3.6 Replacing JDK Classes

It is possible for you to replace JDK classes directly. Unfortunately, you can't distribute these altered classes with any application or applet unless you have complete control of the target environment. Although you often do have this control with in-house and enterprise-developed applications, most enterprises prefer not to deploy alterations to externally built classes. The alterations would not be supported by the vendor (Sun in this case) and may violate the license, so contact the vendor if you need to do this. In addition, altering classes in this way can be a significant maintenance problem.[3]

[3] If your application has its classes localized in one place on one machine, for example with servlets, you might consider deploying changes to the core classes.

The upshot is that you can easily alter JDK-supplied classes for development purposes, which can be useful for various reasons including debugging and tuning. But if you need the functionality in your deployed application, you need to provide classes that are used instead of the JDK classes by redirecting method calls to your own classes.

Replacing JDK classes indirectly in this way is a valid tuning technique. Some JDK classes, such as StreamTokenizer (see Section 5.4), are inefficient and can be replaced quite easily since you normally use them in small, well-defined parts of a program. Other JDK classes, like Date , BigDecimal, and String, are used all over the place, and it can take a large effort to replace references with your own versions of these classes. The best way to replace these classes is to start from the design stage so that you can consistently use your own versions throughout the application.

In SDK 1.3, many of the java.lang.Math methods were changed from native to call the corresponding methods in java.lang.StrictMath. StrictMath provides bitwise consistency across platforms; earlier versions of Math used platform-specific native functions that were not identical across all platforms. Unfortunately, StrictMath calculations are somewhat slower than the corresponding native functions. My colleague Kirk Pepperdine, who first pointed out the performance problem to me, puts it this way: "I've now got a bitwise-correct but excruciatingly slow program." The potential workarounds to this performance issue are all ugly: using an earlier JDK version, replacing the JDK class with an earlier version, or writing your own class to manage faster alternative floating-point calculations.

For optimal performance, I recommend developing with your own versions of classes rather than the JDK versions whenever possible. This gives maximum tuning flexibility. However, this recommendation is clearly impractical in most cases. Given that, perhaps the single most significant class to replace with your own version is the String class. Most other classes can be replaced inside identified bottlenecks when required during tuning without affecting other parts of the application. But String is used so extensively that replacing String references in one location tends to have widespread consequences, requiring extensive rewriting in many parts of the application. In fact, this observation also applies to other data type classes you use extensively (Integer, Date, etc.). But the String class tends to be used most often. See Chapter 5 for details on why the String class can be a performance problem and why you might need to replace it.

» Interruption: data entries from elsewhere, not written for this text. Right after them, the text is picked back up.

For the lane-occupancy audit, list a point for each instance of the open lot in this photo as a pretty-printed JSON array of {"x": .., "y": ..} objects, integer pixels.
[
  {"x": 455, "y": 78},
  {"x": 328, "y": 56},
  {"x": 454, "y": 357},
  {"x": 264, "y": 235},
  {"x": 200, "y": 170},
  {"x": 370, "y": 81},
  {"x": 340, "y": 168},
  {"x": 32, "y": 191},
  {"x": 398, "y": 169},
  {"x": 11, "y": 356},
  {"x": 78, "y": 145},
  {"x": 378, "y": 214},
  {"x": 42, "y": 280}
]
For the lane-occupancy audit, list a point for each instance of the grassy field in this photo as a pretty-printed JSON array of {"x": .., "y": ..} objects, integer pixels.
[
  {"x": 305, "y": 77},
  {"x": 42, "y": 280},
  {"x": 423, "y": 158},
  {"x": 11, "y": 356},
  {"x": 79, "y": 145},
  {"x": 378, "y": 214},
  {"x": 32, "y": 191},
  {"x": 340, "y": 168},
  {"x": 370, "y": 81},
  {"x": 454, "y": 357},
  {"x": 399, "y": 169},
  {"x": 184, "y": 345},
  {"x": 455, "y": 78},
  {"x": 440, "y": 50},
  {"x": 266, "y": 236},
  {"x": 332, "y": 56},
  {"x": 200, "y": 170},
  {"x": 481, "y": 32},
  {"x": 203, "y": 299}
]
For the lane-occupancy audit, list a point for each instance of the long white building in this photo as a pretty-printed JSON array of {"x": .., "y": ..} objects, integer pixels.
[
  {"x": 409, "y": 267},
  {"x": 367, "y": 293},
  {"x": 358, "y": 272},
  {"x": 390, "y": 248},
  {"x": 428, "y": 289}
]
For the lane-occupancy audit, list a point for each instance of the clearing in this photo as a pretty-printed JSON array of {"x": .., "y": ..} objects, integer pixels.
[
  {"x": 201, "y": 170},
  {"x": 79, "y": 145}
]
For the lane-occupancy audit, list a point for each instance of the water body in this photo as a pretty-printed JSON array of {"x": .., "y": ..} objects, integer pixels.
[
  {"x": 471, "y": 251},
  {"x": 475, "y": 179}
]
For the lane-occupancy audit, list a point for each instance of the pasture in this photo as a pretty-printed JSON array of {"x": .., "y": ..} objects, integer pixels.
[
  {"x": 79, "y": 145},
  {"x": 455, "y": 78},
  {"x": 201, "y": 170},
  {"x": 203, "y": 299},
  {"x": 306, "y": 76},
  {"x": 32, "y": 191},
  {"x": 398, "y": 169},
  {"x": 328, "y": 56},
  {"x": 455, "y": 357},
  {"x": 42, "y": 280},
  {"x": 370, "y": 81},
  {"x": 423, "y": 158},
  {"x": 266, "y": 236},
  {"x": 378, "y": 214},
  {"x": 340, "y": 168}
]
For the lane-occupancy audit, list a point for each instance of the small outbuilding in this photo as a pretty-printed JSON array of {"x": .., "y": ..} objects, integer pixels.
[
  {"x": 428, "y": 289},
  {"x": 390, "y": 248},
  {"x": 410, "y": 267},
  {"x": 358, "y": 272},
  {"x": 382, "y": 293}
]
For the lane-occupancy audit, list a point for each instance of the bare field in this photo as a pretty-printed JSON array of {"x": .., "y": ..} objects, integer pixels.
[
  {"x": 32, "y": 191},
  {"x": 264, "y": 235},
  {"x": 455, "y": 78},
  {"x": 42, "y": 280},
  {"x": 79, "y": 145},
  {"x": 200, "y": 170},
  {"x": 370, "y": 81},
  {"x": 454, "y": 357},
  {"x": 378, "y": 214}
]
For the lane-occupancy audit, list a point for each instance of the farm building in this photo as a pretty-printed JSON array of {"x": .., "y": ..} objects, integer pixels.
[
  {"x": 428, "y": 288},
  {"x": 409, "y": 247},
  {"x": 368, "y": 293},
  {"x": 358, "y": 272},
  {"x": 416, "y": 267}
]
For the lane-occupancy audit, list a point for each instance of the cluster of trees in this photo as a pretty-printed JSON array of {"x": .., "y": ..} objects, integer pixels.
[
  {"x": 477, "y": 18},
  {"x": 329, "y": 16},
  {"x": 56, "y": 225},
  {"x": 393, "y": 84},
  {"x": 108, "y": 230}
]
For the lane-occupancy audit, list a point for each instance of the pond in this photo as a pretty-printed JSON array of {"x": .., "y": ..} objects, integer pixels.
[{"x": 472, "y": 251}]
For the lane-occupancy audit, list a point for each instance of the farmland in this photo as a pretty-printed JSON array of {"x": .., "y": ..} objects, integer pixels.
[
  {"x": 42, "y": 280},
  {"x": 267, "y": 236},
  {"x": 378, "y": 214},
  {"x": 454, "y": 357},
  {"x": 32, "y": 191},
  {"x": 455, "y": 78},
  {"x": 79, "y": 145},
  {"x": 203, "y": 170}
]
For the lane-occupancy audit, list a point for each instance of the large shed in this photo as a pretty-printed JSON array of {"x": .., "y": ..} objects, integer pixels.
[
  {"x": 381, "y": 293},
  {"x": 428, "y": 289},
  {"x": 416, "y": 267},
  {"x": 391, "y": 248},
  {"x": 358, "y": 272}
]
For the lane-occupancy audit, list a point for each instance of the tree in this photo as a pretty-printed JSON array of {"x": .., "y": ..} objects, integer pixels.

It is often impractical to replace the String classes where their internationalization capabilities are required. Because of this, you should logically partition the application's use of Strings to identify those aspects that require internationalization and those aspects that are really character processing, independent of language dependencies. The latter usage of Strings can be replaced more easily than the former. Internationalization-dependent String manipulation is difficult to tune because you are dependent on internationalization libraries that are difficult to replace.

Many JDK classes provide generic capabilities (as you would expect from library classes), so they are frequently more generic than what is required for your particular application. These generic capabilities often come at the expense of performance. For example, Vector is fine for generic Objects, but if you are using a Vector for only one type of object, then a custom version with an array and accessors of that type is faster, as you can avoid all the casts required to convert the generic Object back into your own type. Using Vector for basic data types (e.g., longs) is even worse, requiring the data type to be wrapped by an object to get it into the Vector. For example, building and using a LongVector class improves performance and readability by avoiding casts, Long wrappers, unwrapping, etc.:

public class LongVector
{
  long[  ] internalArray;
  int arraySize
  ...
  public void addElement(long l) {
  ...
  public long elementAt(int i) {
  ...

Note that Generics are due to be introduced in Version 1.5. Generics allow instances of generic classes like Vector to be specified as aggregate objects that hold only specified types of objects. However, the implementation of Generics is to insert casts at all the access points and to analyze the updates to ensure that the update type matches the cast type. There is no specialized class generation, so there is no performance benefit, and there may even be a slight performance degradation from the additional casts.

If you are using your own classes, you can extend them with specific functionality you require, with direct access to the internals of the class. Using Vector as an example, if you want to iterate over the collection (e.g., to select a particular subset based on some criteria), you need to access the elements through the get( ) method for each element, with the significant overhead that implies. If you are using your own (possibly derived) class, you can implement the specific action you want in the class, allowing your loop to access the internal array directly with the consequent speedup:

public class QueryVector extends MyVector
{
  public Object[  ] getTheBitsIWant{
    //Access the internal array directly rather than going through
    //the method accessors. This makes the search much faster
    Object[  ] results = new Object[10];
    for(int i = arraySize-1; i >= 0; i--)
      if (internalArray[i] ....

Finally, there are often many places where objects (especially collection objects) are used initially for convenience (e.g., using a Vector because you did not know the size of the array you would need, etc.). In a final version of the application, they can be replaced with presized arrays. A known-sized array (not a collection object) is the fastest way in Java to store and access elements of a collection.